Under normal conditions the research scientist is not an innovator but a solver of puzzles, and the puzzles upon which he concentrates are just those which he believes can be both stated and solved within the existing scientific tradition.
One important aspect of creativity is the field. It does it determine what is creative (and not madness) and what should be incorporated into the domain (e.g., journal publications, textbooks). And it can set limits to what can be done in an area. While I looked at the field primarily regarding its gate-keeper function and access to resources, I recently read an article by Thomas Gold about the way the field influences the way science itself develops (Gold, T. (1989). New Ideas in Science. Journal of Scientific Exploration, 3(2), 103-112.).
While the author clearly has (had) his own issues with the scientific community and the journal is somewhere on the fringe, he argues convincingly that the “herd instinct” many scientists show wreaks havoc on scientific progress. As a group effect it creates a false sense of unanimity and excludes alternatives which might be better explanations. Science that is “mainstream” is funded (where initially many people agreed on), which leads other scientists outside of the mainstream region to either fold or move closer to the mainstream region. Over time all scientists converge to the “established” position. There are no rational scientific arguments that move scientists closer to the mainstream region, “only” the pressures of getting funding and finding outlets for publication (i.e., it’s a question of individual survival in academia). Over time this leads to a false sense of unanimity — scientists have the same opinions, not because the topic is solved, but because this is the only way to survive.

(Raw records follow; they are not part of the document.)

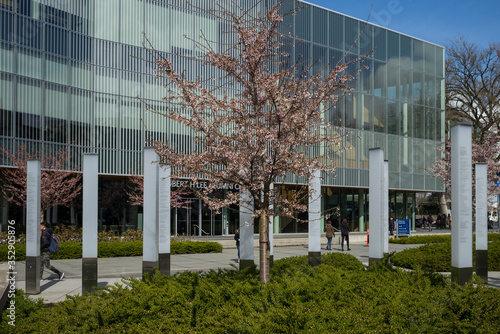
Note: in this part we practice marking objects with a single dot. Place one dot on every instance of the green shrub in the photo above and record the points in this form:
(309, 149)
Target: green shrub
(328, 298)
(73, 249)
(437, 257)
(422, 239)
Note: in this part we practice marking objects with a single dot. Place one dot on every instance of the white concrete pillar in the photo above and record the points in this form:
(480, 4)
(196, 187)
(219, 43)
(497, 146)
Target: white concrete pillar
(461, 203)
(482, 221)
(33, 207)
(165, 173)
(89, 222)
(246, 230)
(376, 209)
(386, 208)
(315, 219)
(150, 229)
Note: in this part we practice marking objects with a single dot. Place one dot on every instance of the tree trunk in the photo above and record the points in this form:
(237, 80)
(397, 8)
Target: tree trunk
(264, 248)
(443, 207)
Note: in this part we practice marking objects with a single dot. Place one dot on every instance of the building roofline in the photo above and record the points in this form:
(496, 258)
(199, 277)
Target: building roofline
(371, 23)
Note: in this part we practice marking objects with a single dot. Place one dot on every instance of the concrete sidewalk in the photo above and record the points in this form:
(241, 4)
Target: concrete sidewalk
(111, 270)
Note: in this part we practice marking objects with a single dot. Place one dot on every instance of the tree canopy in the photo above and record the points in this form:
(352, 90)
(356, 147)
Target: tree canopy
(258, 119)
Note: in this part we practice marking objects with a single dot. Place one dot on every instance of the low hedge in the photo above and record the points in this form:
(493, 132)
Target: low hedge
(422, 239)
(432, 239)
(324, 299)
(437, 257)
(73, 249)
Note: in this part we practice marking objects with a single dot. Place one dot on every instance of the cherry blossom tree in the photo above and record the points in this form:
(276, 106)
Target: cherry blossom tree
(485, 151)
(135, 193)
(260, 122)
(60, 185)
(473, 84)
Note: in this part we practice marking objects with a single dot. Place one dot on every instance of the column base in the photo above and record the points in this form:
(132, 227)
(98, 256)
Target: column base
(246, 264)
(482, 264)
(89, 274)
(33, 266)
(164, 263)
(149, 268)
(314, 259)
(461, 275)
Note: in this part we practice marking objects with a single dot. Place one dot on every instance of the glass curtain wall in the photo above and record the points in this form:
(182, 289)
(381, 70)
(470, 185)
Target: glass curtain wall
(71, 72)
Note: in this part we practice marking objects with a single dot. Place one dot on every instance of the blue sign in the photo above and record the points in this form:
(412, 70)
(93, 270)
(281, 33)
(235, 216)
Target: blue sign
(403, 226)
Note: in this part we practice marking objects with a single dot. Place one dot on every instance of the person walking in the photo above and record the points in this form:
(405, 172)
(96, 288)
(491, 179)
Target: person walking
(330, 233)
(344, 228)
(45, 240)
(237, 238)
(391, 225)
(430, 220)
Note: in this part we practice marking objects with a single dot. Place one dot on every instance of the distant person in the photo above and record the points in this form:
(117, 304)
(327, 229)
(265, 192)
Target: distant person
(391, 225)
(430, 220)
(344, 229)
(330, 233)
(237, 238)
(444, 220)
(45, 240)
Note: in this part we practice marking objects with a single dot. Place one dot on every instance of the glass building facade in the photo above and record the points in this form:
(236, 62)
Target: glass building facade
(71, 72)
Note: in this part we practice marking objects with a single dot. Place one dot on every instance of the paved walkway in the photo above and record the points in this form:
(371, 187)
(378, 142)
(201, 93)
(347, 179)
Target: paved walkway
(111, 270)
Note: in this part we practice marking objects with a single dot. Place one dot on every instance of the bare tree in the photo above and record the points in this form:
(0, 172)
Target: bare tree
(60, 184)
(473, 85)
(265, 120)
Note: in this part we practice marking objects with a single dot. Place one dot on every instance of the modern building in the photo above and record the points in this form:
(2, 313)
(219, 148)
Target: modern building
(71, 72)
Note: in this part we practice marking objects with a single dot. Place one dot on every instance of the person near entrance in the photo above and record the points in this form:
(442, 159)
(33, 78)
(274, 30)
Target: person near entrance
(391, 225)
(237, 238)
(330, 233)
(344, 228)
(45, 240)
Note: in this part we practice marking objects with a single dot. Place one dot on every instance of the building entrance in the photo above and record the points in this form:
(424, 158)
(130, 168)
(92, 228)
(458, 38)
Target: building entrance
(196, 219)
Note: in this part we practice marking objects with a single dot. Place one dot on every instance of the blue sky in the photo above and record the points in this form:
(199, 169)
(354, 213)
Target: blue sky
(435, 21)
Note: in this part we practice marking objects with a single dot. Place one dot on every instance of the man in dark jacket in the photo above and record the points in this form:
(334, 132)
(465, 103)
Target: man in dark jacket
(237, 239)
(45, 240)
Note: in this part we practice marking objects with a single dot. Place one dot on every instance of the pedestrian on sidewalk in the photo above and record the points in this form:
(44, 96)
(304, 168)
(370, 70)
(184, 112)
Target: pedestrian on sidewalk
(330, 233)
(430, 220)
(237, 238)
(45, 240)
(344, 228)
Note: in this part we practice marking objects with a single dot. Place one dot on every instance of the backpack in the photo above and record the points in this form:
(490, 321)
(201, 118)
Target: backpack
(54, 244)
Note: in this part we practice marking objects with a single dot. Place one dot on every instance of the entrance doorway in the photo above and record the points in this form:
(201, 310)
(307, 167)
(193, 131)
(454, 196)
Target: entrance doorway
(196, 219)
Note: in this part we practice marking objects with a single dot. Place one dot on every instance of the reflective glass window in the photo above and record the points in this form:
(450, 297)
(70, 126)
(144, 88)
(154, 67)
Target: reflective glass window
(107, 18)
(418, 121)
(320, 26)
(405, 51)
(430, 123)
(393, 47)
(418, 87)
(6, 26)
(29, 32)
(418, 55)
(6, 57)
(430, 58)
(380, 81)
(405, 79)
(336, 31)
(303, 23)
(392, 82)
(379, 114)
(56, 40)
(56, 69)
(380, 43)
(351, 33)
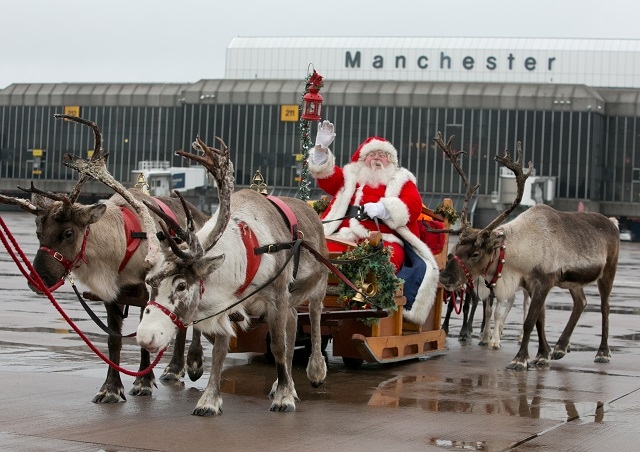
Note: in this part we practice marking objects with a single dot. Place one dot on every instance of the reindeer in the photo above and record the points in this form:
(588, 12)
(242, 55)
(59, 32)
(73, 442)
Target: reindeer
(540, 249)
(238, 265)
(89, 242)
(469, 305)
(499, 310)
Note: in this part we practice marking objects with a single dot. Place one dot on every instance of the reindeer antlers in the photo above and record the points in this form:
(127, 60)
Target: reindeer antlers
(24, 204)
(97, 150)
(219, 165)
(453, 157)
(504, 160)
(521, 177)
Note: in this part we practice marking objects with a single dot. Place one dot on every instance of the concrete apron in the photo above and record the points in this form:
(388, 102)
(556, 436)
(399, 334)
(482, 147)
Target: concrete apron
(464, 399)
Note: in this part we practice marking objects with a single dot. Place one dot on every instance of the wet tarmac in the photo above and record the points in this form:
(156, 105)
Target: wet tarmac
(464, 399)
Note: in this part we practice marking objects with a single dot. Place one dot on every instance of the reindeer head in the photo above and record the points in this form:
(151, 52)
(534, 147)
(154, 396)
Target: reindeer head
(176, 281)
(61, 223)
(476, 249)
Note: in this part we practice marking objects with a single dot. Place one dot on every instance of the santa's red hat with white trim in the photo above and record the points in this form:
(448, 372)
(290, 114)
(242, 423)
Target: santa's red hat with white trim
(372, 144)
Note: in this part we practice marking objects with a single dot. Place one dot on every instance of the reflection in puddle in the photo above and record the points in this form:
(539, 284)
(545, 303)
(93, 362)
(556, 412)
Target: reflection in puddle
(494, 394)
(462, 445)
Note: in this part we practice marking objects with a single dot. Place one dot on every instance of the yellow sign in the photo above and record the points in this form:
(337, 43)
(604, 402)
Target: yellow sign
(72, 110)
(289, 113)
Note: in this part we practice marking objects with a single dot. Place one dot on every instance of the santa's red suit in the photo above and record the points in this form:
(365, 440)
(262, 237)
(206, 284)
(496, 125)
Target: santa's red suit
(403, 205)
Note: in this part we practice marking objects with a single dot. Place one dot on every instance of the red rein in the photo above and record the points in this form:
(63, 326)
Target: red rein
(36, 281)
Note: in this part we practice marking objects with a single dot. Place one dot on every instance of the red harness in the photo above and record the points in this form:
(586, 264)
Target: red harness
(250, 242)
(132, 231)
(66, 263)
(498, 272)
(253, 252)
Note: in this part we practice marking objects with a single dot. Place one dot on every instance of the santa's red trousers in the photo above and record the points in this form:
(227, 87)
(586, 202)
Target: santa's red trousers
(397, 251)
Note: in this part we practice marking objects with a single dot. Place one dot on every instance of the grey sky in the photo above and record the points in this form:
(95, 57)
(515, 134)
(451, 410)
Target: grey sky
(53, 41)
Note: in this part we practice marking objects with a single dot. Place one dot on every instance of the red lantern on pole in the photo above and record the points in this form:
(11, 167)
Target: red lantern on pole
(312, 101)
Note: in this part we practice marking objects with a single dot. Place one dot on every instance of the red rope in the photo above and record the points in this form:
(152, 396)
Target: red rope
(35, 280)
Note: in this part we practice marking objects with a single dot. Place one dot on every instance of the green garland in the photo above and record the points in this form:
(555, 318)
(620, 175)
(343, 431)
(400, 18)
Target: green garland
(305, 140)
(447, 212)
(369, 260)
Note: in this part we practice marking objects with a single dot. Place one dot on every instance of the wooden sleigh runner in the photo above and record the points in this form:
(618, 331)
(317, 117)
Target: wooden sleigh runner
(388, 339)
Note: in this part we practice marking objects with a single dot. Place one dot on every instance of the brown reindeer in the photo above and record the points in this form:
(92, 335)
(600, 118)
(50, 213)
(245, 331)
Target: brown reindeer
(89, 241)
(542, 248)
(255, 256)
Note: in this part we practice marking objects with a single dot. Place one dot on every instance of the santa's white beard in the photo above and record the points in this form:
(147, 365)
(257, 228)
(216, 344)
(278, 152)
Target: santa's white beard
(375, 176)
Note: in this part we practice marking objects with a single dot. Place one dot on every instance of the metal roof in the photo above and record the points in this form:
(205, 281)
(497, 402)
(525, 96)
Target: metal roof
(93, 94)
(508, 96)
(490, 43)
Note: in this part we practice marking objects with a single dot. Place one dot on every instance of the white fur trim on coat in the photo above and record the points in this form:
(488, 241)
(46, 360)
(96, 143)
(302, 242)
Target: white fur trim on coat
(323, 170)
(379, 145)
(399, 216)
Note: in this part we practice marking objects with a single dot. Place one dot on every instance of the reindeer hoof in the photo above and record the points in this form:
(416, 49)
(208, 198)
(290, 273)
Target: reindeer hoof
(283, 408)
(204, 411)
(538, 362)
(603, 357)
(172, 374)
(109, 397)
(518, 365)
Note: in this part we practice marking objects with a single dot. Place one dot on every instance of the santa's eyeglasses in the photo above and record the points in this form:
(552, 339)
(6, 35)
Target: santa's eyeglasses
(378, 154)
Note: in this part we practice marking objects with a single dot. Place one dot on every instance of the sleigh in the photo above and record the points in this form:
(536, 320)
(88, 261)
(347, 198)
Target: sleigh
(384, 337)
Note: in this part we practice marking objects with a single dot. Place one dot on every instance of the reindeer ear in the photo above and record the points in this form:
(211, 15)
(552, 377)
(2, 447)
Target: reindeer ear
(207, 265)
(91, 214)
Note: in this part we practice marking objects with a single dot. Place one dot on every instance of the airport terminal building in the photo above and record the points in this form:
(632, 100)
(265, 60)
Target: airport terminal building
(573, 103)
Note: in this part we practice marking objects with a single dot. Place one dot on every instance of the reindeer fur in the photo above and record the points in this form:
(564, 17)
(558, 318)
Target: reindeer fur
(61, 227)
(175, 284)
(545, 248)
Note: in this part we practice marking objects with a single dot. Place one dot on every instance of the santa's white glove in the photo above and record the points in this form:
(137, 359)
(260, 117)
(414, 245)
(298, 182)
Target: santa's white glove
(376, 210)
(325, 136)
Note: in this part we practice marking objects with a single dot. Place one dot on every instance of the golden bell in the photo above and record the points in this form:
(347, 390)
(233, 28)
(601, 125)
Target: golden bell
(141, 183)
(368, 289)
(259, 184)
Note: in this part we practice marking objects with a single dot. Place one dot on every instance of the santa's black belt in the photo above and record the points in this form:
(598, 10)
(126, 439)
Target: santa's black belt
(356, 212)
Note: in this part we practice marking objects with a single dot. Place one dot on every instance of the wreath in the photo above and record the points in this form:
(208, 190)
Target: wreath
(447, 212)
(321, 205)
(368, 264)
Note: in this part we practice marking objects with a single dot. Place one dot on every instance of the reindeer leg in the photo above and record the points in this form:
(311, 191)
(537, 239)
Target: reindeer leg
(194, 356)
(317, 366)
(472, 313)
(112, 389)
(175, 370)
(498, 320)
(543, 357)
(282, 329)
(521, 360)
(486, 329)
(465, 331)
(144, 385)
(579, 303)
(210, 404)
(445, 323)
(604, 287)
(525, 310)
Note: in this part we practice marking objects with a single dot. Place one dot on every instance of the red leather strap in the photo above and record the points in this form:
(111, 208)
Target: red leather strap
(167, 210)
(131, 224)
(288, 213)
(250, 242)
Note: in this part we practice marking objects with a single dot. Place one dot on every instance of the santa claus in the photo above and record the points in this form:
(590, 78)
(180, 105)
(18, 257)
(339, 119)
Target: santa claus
(374, 183)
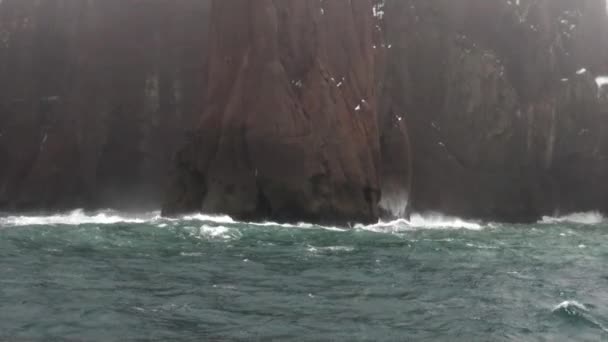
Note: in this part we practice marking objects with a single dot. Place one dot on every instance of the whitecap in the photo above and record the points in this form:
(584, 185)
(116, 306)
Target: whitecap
(589, 218)
(420, 221)
(570, 305)
(78, 217)
(314, 249)
(215, 232)
(205, 218)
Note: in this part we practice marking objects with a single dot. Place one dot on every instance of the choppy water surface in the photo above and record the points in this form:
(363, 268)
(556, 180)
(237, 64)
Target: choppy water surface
(109, 276)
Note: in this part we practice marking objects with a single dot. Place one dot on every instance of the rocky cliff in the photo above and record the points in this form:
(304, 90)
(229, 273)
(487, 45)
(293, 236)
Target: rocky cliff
(325, 111)
(290, 130)
(95, 97)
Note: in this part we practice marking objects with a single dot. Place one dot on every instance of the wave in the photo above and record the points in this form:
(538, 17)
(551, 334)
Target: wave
(108, 217)
(78, 217)
(589, 218)
(578, 313)
(420, 221)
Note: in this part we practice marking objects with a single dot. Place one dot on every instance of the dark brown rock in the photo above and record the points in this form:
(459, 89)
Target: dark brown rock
(290, 131)
(95, 97)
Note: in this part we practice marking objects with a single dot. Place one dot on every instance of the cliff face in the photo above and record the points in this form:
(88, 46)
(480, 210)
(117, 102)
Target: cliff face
(505, 122)
(324, 111)
(291, 130)
(94, 98)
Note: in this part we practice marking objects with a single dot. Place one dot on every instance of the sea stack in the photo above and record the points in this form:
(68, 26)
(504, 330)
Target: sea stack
(290, 131)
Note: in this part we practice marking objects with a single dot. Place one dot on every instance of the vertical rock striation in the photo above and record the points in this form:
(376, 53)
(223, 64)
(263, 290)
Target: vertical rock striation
(290, 131)
(94, 98)
(501, 102)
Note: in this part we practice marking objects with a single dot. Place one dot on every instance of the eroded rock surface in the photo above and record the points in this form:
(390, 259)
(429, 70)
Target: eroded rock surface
(290, 131)
(94, 99)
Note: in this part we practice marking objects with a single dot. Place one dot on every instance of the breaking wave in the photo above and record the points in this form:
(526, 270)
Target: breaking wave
(77, 217)
(578, 313)
(589, 218)
(109, 217)
(419, 221)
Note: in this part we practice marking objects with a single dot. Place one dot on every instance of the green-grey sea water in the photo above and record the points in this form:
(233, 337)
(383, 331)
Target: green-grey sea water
(117, 277)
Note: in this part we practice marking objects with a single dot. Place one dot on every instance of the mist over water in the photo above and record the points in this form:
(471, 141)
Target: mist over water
(114, 276)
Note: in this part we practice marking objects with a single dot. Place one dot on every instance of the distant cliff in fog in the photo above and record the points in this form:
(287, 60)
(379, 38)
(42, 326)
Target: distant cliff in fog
(325, 111)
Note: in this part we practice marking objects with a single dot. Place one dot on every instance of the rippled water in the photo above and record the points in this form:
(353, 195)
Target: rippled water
(114, 277)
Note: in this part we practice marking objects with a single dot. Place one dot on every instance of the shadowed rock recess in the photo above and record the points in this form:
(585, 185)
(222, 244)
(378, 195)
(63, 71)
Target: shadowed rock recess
(328, 111)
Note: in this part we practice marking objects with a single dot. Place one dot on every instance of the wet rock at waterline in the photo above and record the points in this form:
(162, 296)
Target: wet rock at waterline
(335, 111)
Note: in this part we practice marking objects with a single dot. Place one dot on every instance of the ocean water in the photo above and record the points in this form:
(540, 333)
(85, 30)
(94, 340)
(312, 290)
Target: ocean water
(108, 276)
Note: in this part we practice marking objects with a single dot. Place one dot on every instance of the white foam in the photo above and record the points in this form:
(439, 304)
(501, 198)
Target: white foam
(207, 218)
(589, 218)
(569, 305)
(426, 221)
(601, 81)
(314, 249)
(218, 232)
(78, 217)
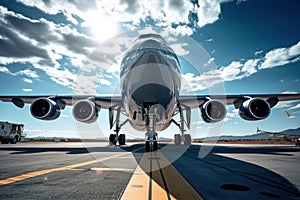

The author describes that as a consequence, reviewers will ditch specific approaches or topics, but cannot give valid arguments for their decision. It also leads to what the author describes as “shoehorn science” — it’s easy to get funding for research that tires to integrate conflicting facts into the established framework. And, of course, science cannot function this way — progress is not made if the original position was not the right one.
In short, I agree with many points the author raises. It would be interesting to examine his hypotheses empirically … although one would have to have access to all submitted and rejected articles for a given topic for a few decades prior and after a paradigm change took place. But even without empirical data, I agree that the concerns are grave and worth to keep in mind. Sure, science is a social enterprise and the field is necessary to keep high scientific standards. But rejections of proposals for funding and articles should be based on arguments, and if there are none, perhaps then it’s time to find out empirically whether the idea has any merit or not (with special scrutiny regarding the way the research is conducted), instead of dismissing it simply because it lies outside the place where the herd roams.